McDonald’s announced that it has concluded the U.S. trial of its McPlant burger, which is made with the plant-based protein manufactured by Beyond Meat (BYND).
In November 2021, McDonald’s began testing the meat-free burger in eight restaurants across America. In February this year, the company introduced the McPlant burger at around 600 locations. According to third-party reports, the experiment ended as a failure. In a recent note, according to CNBC, JP Morgan analyst Ken Goldman cited employees from McDonald’s revealing that the burger did not sell well enough.
“Consensus contemplates 21 percent growth for BYND’s total top line this year, followed by another 25 percent next year. These rates will not be easy to hit, in our view, without [McDonald’s] in the U.S.,” Goldman wrote.

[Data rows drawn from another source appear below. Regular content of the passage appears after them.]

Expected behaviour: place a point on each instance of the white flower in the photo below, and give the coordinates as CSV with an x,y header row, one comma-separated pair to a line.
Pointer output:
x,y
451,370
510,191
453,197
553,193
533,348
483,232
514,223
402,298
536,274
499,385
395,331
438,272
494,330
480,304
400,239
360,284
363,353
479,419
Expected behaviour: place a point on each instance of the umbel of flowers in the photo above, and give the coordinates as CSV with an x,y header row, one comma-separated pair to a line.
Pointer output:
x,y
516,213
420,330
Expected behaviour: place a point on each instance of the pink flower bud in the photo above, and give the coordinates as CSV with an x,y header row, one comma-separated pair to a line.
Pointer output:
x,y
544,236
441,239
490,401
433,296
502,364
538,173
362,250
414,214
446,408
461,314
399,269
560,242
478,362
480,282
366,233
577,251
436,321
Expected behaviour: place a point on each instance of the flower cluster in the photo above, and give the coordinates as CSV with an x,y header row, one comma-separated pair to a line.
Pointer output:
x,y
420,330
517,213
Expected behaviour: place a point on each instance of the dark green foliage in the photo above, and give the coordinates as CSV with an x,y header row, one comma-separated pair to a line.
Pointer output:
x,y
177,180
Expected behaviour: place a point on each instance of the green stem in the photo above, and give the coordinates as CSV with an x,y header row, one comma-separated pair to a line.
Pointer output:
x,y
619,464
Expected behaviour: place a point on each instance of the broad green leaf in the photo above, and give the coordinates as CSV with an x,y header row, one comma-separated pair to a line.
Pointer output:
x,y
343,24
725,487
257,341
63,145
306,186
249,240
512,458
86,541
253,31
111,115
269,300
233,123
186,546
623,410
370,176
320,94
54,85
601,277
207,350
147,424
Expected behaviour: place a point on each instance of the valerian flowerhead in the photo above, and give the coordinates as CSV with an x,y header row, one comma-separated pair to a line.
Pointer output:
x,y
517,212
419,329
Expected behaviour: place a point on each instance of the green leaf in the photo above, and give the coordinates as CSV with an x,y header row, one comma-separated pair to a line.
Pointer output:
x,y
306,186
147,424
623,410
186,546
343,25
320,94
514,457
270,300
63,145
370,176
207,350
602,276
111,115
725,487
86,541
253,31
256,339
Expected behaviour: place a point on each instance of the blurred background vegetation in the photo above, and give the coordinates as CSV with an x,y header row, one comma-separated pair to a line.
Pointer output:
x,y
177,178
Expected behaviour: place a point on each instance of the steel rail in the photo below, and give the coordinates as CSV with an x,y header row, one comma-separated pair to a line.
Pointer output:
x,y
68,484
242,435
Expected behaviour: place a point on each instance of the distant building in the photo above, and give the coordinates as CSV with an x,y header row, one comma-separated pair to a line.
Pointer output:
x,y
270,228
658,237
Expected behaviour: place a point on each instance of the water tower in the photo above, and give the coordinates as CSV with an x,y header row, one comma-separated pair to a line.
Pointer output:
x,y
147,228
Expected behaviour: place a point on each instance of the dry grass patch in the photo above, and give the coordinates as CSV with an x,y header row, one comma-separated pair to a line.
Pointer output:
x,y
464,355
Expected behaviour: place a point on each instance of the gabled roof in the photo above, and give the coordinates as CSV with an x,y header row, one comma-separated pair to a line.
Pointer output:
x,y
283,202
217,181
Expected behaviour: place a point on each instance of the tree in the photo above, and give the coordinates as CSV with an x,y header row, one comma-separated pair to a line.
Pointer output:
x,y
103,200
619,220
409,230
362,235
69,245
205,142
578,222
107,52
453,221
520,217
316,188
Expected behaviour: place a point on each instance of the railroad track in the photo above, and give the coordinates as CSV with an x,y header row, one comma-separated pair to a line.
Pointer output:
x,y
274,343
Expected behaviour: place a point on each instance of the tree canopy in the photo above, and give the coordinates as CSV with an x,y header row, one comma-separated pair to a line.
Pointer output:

In a June note, Peter Saleh, an analyst at global financial services firm BTIG, wrote about franchisees telling him about disappointing McPlant burger sales. The sale numbers were at or below the low end of estimates.
Early last year, Beyond Meat announced a three-year partnership with McDonald’s. Another partner, Taco Bell, was dissatisfied with Beyond Meat’s “carne asada” and has yet to test it in a single restaurant. The loss of potential sales to these big food chains is a significant threat to Beyond Meat, and its share price has plunged for several months.

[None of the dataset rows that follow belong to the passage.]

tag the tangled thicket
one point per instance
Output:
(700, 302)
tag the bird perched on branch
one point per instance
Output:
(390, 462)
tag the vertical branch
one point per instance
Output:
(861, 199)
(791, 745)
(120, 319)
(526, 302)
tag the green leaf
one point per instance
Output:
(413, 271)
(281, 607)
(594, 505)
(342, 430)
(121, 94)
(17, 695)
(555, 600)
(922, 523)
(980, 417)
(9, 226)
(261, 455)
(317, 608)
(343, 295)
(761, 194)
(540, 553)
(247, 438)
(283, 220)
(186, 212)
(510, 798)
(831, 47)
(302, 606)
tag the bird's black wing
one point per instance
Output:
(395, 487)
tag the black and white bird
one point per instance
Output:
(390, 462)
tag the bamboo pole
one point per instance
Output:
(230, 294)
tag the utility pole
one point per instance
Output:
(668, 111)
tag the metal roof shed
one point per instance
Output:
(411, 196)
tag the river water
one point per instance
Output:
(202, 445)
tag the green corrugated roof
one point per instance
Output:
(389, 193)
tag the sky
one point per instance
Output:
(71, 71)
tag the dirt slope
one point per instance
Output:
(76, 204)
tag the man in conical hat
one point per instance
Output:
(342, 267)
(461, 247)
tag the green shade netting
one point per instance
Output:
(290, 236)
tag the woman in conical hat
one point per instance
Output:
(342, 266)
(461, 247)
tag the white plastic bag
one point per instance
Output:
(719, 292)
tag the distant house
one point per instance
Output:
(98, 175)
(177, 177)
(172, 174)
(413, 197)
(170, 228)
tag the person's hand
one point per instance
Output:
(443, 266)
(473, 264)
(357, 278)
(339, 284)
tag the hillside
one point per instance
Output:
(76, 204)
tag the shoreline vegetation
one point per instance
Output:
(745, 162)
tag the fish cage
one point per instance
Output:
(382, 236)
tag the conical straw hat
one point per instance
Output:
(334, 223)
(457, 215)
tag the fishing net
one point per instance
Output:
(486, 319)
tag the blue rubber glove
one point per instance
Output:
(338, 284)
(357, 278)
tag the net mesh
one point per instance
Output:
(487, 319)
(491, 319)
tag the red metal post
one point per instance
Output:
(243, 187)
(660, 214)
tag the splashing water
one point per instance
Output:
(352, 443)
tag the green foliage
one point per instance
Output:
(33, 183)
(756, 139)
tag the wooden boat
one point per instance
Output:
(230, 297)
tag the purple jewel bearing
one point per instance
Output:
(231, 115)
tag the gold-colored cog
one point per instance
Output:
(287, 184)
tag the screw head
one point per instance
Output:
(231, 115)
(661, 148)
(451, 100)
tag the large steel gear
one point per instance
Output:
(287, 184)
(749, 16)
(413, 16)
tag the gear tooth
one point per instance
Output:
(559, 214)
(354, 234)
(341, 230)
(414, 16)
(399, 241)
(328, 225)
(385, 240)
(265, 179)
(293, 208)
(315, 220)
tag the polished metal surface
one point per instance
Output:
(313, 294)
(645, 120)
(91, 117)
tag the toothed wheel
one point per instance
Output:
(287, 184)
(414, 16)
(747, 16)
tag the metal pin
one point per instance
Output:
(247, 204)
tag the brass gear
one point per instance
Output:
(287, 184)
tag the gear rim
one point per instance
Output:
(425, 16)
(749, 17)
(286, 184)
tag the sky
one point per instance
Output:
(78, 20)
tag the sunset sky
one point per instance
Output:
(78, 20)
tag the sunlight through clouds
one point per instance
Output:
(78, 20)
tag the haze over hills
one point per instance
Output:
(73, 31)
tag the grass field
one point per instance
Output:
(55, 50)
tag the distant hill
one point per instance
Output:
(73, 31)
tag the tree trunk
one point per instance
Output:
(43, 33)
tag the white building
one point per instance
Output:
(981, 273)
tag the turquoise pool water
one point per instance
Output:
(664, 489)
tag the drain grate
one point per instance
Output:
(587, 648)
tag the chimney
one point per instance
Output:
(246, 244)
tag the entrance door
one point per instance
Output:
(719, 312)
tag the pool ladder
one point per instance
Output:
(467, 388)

Year to date, as of July 29, BYND shares were trading lower by more than 50 percent. In the past year, the company’s shares have fallen by close to 75 percent.
“I don’t really understand their strategy right now,” Arun Sundaram, an analyst at CFRA, said to Bloomberg. “They’re saying they have a vision where they’re introducing all kinds of plant-based meat products, but they don’t have the experience of scaling any individual product with the end goal of sustaining profits and cash flow.”
With the United States going through a high inflationary situation, investors are worried about Beyond Meat’s future. Walmart, for example, recently warned that food price inflation is forcing customers to turn toward cheaper items.
As Beyond Meat’s products can be pricier than its real meat equivalents, the threat of customers choosing to avoid the company’s items is a real concern. Beyond Meat also faces challenges from lower-cost fake meat alternatives.
During the first-quarter earnings call in May, Beyond Meat founder and CEO Ethan Brown explained that the company is finding it difficult to pass on rising costs to customers.
“You see all these new entrants coming in, and many of them are using price as a way to try to capture early market share,” Brown said, according to the earnings call transcript published at The Motley Fool.
“And so while the animal protein industry has been able to substantially increase pricing to essentially offset significant reductions in volume, in our sector, we have not had the opportunity to do that.”
Beyond Meat reported a net loss of $100.5 million in the first quarter of 2022. Its second-quarter results are due on Aug. 4.